The tipping point will come when the question “What’s in it for me?” gets a meaningful answer when it comes to activities that drive social change. In other words, when the motive to act towards social change is clearly visible as delivering benefit to self, more people will act, and act on a larger scale. Till that happens, we will only have sporadic exemplars whose efforts everyone will laud, a few will follow and try to replicate, but not all will embrace en masse.
There are two pre-requisites to reach that tipping point, and they both need to go hand-in-hand. One is the recognition of ‘sustainability’ as a design goal for a healthy and prosperous society – the recognition that the common good is a higher goal than short-term narrowly defined self-interest, not from an emotional / moral / religious perspective, but from a very practical point of view. And the other is of course, technology. Technology must be quick to provide cost-effective solutions, but that can only happen when someone invests in R&D effort in that direction. For example, only passionate ‘believers’ will use alternative energy that is more expensive than conventional energy. This is out of commitment to a cause, and such things can never be scalable. For widespread proliferation of clean energy, the cost has to be at least comparable, if not lower. But that will happen only if someone has the vision and the risk appetite to throw money at R&D. That’s where the first pre-requisite comes in.

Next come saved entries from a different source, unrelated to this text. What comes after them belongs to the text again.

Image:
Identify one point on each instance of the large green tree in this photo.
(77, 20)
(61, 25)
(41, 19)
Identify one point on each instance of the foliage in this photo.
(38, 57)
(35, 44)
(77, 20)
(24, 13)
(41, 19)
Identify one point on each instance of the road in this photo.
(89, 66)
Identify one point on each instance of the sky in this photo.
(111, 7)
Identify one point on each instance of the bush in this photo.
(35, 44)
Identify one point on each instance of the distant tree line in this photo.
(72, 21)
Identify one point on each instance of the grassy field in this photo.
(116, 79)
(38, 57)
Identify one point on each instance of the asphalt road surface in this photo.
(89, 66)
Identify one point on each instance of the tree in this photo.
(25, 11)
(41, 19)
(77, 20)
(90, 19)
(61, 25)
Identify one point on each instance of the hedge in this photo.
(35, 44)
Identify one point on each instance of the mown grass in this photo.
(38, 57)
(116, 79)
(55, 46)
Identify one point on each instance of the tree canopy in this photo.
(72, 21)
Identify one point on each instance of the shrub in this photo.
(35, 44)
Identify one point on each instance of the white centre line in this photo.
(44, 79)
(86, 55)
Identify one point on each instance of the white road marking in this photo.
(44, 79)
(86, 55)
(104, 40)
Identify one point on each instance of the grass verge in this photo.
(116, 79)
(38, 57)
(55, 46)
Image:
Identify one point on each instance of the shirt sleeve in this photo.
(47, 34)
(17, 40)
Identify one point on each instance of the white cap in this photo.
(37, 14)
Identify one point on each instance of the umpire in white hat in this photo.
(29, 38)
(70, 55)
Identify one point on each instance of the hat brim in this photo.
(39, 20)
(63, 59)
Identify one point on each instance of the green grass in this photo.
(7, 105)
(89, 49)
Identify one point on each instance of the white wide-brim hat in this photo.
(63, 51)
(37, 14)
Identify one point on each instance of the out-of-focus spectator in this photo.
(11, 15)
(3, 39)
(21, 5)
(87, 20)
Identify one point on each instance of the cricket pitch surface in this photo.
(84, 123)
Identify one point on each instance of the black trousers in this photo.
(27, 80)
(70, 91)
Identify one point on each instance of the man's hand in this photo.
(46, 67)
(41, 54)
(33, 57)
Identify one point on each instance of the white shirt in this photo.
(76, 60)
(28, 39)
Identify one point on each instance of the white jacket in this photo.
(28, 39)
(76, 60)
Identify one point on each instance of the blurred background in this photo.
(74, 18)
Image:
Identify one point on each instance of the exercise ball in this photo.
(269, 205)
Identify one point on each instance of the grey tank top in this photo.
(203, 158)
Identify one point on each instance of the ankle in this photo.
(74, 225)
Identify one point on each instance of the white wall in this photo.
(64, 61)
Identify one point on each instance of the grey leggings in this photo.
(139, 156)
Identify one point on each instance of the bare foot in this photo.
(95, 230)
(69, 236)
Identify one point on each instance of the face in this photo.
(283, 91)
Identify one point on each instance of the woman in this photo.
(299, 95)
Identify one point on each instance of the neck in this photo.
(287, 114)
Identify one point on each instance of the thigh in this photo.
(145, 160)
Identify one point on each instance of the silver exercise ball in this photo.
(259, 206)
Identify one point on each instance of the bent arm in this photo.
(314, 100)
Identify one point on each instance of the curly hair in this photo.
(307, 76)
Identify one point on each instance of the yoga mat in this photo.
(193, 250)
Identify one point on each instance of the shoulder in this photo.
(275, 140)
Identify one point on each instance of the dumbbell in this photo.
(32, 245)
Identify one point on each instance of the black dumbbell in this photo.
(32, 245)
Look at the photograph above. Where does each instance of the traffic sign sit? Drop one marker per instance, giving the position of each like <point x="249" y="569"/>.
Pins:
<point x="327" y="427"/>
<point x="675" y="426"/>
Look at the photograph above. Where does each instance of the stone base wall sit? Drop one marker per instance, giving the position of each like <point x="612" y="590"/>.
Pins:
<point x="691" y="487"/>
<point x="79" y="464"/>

CSR and green initiatives will continue to remain discretionary activities (some might even call it indulgence) outside the domain of mainstream economic activity of corporates, till even hard-headed business people see what’s in it for them. When they start integrating such activities into their mainstream business, and when that achieves critical mass, we will have scale. And that is the cultural revolution we need to bring about. Your matrix describes very accurately the evolutionary pattern of such change, but the trigger will be the viral spread of the sensibility that sustainable activities are good for me because they’re good for us, coupled with the fact that they’re no longer prohibitively more expensive.